Light reflection testing

Measurement of light reflection of a sample of a panel provided with a coating with microspheres was performed. Spectral reflection was measured using a Perkin-Elmer Lambda 900 spectrophotometer equipped with an integrating sphere, geometry 8°/d. Reflection values, including and excluding specular components, was measured in steps of 5 nm from 380 up to and including 780 nm. From the results the X, Y, Z, x, y and L*, a* and b* coordinates were derived for a light source D65 and an observer of 10° (ISO 7724).
Additionally diffusivity measurements were executed with calibration in "including specular component" modus, while the actual measurement were executed in the "excluding specular components" modus. By doing so the amount of diffuse reflected light compared to the total amount of reflected light is measured.
Gloss was measured using a BYK-trigloss multiangle gloss measuring device. This device projects a light beam onto the sample's surface and measures the intensity of the specular reflected light. The angle can be chosen 20°, 60° or 85°. The intensity of the reflected light beam is expressed in gloss units.

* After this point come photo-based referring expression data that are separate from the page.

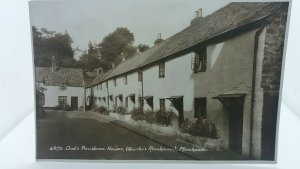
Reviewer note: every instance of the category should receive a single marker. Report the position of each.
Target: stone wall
(274, 44)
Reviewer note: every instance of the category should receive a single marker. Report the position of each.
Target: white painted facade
(229, 70)
(132, 90)
(53, 92)
(178, 81)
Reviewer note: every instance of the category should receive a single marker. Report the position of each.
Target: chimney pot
(196, 14)
(53, 64)
(200, 12)
(158, 39)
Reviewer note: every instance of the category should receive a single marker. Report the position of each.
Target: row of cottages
(224, 67)
(62, 87)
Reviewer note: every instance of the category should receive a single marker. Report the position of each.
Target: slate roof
(70, 76)
(230, 17)
(100, 78)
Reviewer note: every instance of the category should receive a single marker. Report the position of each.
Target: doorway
(74, 103)
(234, 104)
(178, 105)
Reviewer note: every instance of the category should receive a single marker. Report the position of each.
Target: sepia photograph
(195, 80)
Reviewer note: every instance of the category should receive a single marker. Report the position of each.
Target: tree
(90, 59)
(116, 43)
(50, 43)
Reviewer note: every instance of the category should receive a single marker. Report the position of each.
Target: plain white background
(17, 143)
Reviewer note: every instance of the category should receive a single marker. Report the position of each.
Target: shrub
(137, 114)
(201, 128)
(164, 117)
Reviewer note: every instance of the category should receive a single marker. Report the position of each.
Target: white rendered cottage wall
(178, 81)
(88, 95)
(229, 70)
(133, 86)
(52, 93)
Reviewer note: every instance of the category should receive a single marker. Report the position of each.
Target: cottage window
(162, 105)
(200, 107)
(199, 60)
(126, 102)
(125, 79)
(62, 101)
(63, 87)
(141, 101)
(115, 82)
(161, 67)
(140, 76)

Table 1

Sample, acoustic panel L*

Reflection, including specular gloss, average 94.91

Reflection, excluding specular gloss, average 94.57

Table 2

Sample, acoustic panel L*/L* incl gloss (%)

Diffuse reflection, average 99.78

Table 3

Sample, acoustic panel Gloss (gloss units)

Measuring angle Average

20° 1.2

60° 1.7

85° 0.2
Diffusivity is very high, and the very high diffusivity is confirmed by the results of the gloss measurements, which show extremely low values.
With the high light reflection and low gloss the panels provide more light in a room equipped with the panels, and thereby the cost of lighting may be reduced, and further the living conditions are improved with a positive influence on the mood and productivity of people in the room.

Claims

A man-made vitreous fibre (MMVF) acoustic panel, having a first major face and an opposite second major face, with the first major face comprising a facing with a surface coating, characterized in that the surface coating comprises microspheres, wherein the average diameter of the microspheres is in the interval of 10-200 µm, wherein the facing is a non-woven or a felt having an air permeability of 400-900 l/m²/s.
Acoustic panel according to claim 1, wherein the microspheres are made of silica, ceramic or glass.
Acoustic panel according to claim 1 or 2, wherein the average diameter of the microspheres is in the interval of 10-120 µm, such as 15-70 µm.
Acoustic panel according to any preceding claim, wherein the panel is a MMVF panel having a density in the range of 40-150 kg/m², such as 60-130 kg/m².
Acoustic panel according to any preceding claim, wherein the facing is based on glass fibres.
Suspended ceiling system comprising
a. a plurality of MMVF acoustic panels according to claim 1 each having a first major face and an opposite second major face, with the first major face comprising a facing; and

b. a grid
wherein the suspended ceiling comprises a surface coating on surfaces visible in the installed state of the suspended ceiling, characterized in that the surface coating comprises microspheres, wherein the average diameter of the microspheres is in the interval of 10-200 µm, and in that the facing is a non-woven or a felt having an air permeability of 400-900 l/m²/s.
Suspended ceiling system according to claim 6, wherein the average diameter of the microspheres is in the interval of 10-120µm, such as 15-70 µm.
Method for producing a man-made vitreous fibre (MMVF) acoustic panel comprising the steps of:
providing a MMVF panel,

attaching a front facing to a first major face of the panel, wherein the facing is a non-woven or a felt having an air permeability of 400-900 l/m²/s,

applying a surface coating on the front facing,

characterized in that the surface coating comprises microspheres having an average diameter in the interval of 10-200 µm, and that prior to applying the surface coating, the surface coating is conditioned to have a viscosity of 20-40s DIN CUP4.
Method according to claim 8, wherein the surface coating is applied using a low viscosity coating technique, such as using rollers, brushes, spray nozzles or curtain coating.